UAI 2023 Tutorial: Causal Representation Learning - 2023

Details

Title : UAI 2023 Tutorial: Causal Representation Learning Author(s): Uncertainty in Artificial Intelligence Link(s) : https://www.youtube.com/watch?v=f8JrbaTR1vg

Rough Notes

Causal inference provides modular mechanisms, given assumptions allow for transportability and you have data. We use causal inference to estimate modular explanations i.e. mechanisms. Here, we assume variables are known and mostly observed.

In biology:

We can observe biological systems in different and ever increasing detail.
We can collect a lot of data.
We can perform interventions via drugs, gene knockouts etc.
However, causal variables are not observed directly.

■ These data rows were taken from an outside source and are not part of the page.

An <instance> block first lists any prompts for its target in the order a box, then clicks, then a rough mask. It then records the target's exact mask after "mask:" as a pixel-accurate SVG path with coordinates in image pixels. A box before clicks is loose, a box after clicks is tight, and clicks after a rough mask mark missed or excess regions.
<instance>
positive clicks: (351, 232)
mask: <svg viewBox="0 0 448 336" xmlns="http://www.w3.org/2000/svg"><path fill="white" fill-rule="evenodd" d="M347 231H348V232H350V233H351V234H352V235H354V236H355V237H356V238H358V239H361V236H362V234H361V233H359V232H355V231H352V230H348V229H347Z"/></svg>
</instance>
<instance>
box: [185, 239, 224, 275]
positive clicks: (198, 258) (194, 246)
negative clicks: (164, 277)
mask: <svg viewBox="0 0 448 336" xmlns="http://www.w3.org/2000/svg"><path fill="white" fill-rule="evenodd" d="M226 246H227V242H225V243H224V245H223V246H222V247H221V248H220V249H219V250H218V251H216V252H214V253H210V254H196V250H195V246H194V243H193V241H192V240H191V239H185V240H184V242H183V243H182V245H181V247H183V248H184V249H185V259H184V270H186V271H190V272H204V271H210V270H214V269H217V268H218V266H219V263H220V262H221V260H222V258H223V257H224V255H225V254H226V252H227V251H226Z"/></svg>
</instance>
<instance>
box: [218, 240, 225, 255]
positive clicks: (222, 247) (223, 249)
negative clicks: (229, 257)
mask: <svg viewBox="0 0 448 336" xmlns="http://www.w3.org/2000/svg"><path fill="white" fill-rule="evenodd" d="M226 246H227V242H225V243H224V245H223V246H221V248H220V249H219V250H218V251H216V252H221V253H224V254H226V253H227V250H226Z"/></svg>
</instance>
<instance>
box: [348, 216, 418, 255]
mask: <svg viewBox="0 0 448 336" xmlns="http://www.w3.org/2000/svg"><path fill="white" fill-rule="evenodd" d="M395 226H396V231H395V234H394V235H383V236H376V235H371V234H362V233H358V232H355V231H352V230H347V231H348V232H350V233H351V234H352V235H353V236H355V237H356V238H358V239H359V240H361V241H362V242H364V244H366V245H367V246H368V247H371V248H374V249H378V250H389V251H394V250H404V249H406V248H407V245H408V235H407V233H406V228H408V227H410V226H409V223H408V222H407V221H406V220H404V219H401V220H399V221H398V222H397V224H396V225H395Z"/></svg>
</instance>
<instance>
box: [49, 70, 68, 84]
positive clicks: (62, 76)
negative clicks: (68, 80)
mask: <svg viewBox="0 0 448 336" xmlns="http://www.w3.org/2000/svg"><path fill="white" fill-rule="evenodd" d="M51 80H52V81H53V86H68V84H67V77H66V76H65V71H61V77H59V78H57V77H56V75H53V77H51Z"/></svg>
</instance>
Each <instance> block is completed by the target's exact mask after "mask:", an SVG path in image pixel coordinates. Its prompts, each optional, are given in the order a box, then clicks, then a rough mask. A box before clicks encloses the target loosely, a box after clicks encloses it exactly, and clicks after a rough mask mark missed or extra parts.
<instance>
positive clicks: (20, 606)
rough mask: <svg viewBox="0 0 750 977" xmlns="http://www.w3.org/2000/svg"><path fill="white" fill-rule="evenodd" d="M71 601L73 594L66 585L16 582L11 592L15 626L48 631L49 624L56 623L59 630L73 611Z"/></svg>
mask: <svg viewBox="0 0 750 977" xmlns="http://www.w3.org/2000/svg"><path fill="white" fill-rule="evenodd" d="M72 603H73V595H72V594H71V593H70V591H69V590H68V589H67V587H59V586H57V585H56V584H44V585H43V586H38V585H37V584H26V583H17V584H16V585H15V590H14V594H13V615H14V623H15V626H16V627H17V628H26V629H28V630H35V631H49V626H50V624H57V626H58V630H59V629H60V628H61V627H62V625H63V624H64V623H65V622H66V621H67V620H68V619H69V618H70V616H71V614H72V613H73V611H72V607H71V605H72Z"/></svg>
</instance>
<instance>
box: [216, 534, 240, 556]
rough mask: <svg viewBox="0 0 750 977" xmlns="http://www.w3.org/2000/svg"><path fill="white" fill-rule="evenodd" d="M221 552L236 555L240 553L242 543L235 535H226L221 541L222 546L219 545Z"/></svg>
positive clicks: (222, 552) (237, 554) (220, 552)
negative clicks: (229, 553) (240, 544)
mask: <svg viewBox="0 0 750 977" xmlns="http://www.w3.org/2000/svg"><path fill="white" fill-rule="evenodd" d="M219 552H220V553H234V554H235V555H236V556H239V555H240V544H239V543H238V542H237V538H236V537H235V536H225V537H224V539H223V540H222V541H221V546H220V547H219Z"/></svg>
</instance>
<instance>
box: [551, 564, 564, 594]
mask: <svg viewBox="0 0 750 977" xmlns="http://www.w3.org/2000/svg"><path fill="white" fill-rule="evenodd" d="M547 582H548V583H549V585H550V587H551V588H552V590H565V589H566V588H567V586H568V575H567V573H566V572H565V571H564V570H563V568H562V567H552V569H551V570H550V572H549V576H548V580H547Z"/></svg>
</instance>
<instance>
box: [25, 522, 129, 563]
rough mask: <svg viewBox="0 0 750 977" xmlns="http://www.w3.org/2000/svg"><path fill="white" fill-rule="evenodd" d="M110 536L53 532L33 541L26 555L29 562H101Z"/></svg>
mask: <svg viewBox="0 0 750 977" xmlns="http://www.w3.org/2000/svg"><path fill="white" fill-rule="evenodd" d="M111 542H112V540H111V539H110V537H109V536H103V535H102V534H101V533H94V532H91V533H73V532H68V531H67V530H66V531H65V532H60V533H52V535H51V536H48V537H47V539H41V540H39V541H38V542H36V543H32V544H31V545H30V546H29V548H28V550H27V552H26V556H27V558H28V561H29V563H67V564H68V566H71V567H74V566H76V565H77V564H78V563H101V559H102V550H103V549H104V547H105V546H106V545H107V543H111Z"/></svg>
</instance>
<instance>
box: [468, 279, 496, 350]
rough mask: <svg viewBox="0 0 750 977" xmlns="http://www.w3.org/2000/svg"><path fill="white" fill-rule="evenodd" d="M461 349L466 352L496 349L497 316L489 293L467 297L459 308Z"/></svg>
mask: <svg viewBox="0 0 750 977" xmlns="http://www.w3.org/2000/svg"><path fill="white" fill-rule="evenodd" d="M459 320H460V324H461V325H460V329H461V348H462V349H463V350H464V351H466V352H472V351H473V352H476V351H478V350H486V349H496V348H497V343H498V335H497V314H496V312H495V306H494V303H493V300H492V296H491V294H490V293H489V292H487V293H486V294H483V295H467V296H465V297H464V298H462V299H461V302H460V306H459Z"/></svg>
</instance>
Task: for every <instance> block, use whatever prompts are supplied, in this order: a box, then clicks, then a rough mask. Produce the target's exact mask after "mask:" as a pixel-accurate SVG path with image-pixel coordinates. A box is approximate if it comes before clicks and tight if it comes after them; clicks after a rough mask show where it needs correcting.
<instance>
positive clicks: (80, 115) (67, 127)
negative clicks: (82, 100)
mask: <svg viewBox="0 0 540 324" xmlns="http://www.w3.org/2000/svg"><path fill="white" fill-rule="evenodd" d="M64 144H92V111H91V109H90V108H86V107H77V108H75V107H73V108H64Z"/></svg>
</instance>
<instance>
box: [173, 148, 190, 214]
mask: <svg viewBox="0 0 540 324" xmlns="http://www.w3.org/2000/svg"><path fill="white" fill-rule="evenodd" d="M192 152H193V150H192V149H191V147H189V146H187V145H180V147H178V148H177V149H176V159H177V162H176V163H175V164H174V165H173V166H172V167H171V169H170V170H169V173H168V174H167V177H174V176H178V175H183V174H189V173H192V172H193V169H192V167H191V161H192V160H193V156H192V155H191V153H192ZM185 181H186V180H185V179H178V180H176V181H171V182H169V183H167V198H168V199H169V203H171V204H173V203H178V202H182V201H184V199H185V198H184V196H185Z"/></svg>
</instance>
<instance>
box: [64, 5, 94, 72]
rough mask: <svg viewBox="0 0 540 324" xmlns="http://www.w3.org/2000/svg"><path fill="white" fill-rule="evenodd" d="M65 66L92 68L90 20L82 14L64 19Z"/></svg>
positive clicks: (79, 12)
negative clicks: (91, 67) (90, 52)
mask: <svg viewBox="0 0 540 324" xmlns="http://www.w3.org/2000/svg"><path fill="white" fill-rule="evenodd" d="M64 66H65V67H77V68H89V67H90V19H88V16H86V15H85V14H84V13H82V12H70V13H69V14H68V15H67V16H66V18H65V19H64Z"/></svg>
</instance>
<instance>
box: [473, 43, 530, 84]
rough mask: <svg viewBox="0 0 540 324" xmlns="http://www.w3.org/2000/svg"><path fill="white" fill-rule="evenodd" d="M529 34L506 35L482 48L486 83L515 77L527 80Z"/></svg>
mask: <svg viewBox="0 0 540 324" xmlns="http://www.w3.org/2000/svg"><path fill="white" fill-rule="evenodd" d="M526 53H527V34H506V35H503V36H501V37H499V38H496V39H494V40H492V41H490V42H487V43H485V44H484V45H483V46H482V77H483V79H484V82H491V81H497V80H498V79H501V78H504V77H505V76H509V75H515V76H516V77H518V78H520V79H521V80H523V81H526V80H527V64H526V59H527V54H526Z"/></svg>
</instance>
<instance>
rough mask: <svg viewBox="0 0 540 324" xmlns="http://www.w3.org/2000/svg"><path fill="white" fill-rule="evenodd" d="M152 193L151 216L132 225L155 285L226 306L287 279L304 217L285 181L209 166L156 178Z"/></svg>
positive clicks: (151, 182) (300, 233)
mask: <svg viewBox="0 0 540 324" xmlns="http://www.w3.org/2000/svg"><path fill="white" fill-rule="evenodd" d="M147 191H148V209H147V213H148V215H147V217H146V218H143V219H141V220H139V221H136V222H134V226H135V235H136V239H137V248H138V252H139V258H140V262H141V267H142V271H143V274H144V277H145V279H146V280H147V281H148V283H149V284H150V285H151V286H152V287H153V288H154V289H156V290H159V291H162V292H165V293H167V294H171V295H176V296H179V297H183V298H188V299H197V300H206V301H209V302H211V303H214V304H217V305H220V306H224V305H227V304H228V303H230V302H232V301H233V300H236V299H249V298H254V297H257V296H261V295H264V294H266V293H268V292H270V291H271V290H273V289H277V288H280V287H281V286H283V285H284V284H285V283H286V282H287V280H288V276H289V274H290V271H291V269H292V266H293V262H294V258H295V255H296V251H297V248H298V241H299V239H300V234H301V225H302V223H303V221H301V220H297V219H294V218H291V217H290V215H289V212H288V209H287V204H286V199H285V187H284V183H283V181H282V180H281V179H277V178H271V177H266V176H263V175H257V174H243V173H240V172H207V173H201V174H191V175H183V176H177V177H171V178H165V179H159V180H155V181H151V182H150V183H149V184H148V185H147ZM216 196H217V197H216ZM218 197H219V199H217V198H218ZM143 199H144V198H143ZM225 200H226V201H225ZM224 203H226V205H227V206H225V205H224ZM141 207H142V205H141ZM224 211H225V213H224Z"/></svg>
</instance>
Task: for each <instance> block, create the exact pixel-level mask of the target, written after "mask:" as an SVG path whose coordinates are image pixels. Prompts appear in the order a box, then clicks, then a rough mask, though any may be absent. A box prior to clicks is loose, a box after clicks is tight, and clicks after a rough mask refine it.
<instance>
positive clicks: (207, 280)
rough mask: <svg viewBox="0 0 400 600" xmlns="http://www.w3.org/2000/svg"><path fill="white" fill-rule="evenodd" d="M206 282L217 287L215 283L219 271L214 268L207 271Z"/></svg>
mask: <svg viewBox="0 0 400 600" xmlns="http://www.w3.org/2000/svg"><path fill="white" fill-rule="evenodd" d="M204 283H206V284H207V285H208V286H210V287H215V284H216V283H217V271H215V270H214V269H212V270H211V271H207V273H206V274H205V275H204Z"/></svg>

Thought experiment: What would it take to build an AI bench scientist? Some desiderata:

Map signals like images to abstract variables.
Need to work in unlabelled settings.

We start with non-identification in autoencoders.

Given an encoder \(g^{-1}(x)\) and decoder \(g(z)\), with the constraint that \(g \circ g^{-1}(x) = x\). For a nonlinear mapping \(a\) we can have the encoder \(a \circ g^{-1}(x)\) and decoder \(g\circ a^{-1}(z)\) satisfying the constraint \(g \circ a^{-1} \cir a \circ g^{-1}(x)=x\).
Assume linear mixing with independent latents i.e. \(p(Z)=\prod_{i}^{}Z_i\) and \(X=AZ\). Recovering \(Z\) is equivalent to asking if the solution set \(\{(\hat{Z},\hat{A}) : X=\hat{A}\hat{Z} \text{ and } \forall i,j <\hat{Z}_i,\hat{Z}_j>=0\}\) contains 1 element. Given a perfect decoder \(\hat{Z}=A^{-1}X\), left multiplying by any rotation matrix also works i.e. we still cannot unambiguously recover the latents.

To generalize this, for now suppose \(p(Z) = \prod_{i}^{}Z_i\) and \(X=g(Z)\) where \(g\) is injective. Could we have a nonlinear transformation \(\hat{z} = a(f(z))\) that entangles \(z_i,z_j\)? We can construct such an \(a\) explicitly using the CDF and inverse normal CDF. This means IID data is not enough.

Time Contrastive Learning TCL (, ). Assume \(p(z|t) = \prod_{i}^{}p(z_i|t)\) and a nonlinear mixture map (same input and output dimensions) \(x=g(z)\). Split time series to \(T\) bins and train a classifier (e.g. neural network) to predict the time segments. The optimal hidden representation happens to be a linear function of the source signals.
iVAE (, a). Same exponential family prior as above. Assume noise i.e. \(x=g(z)+\epsilon\).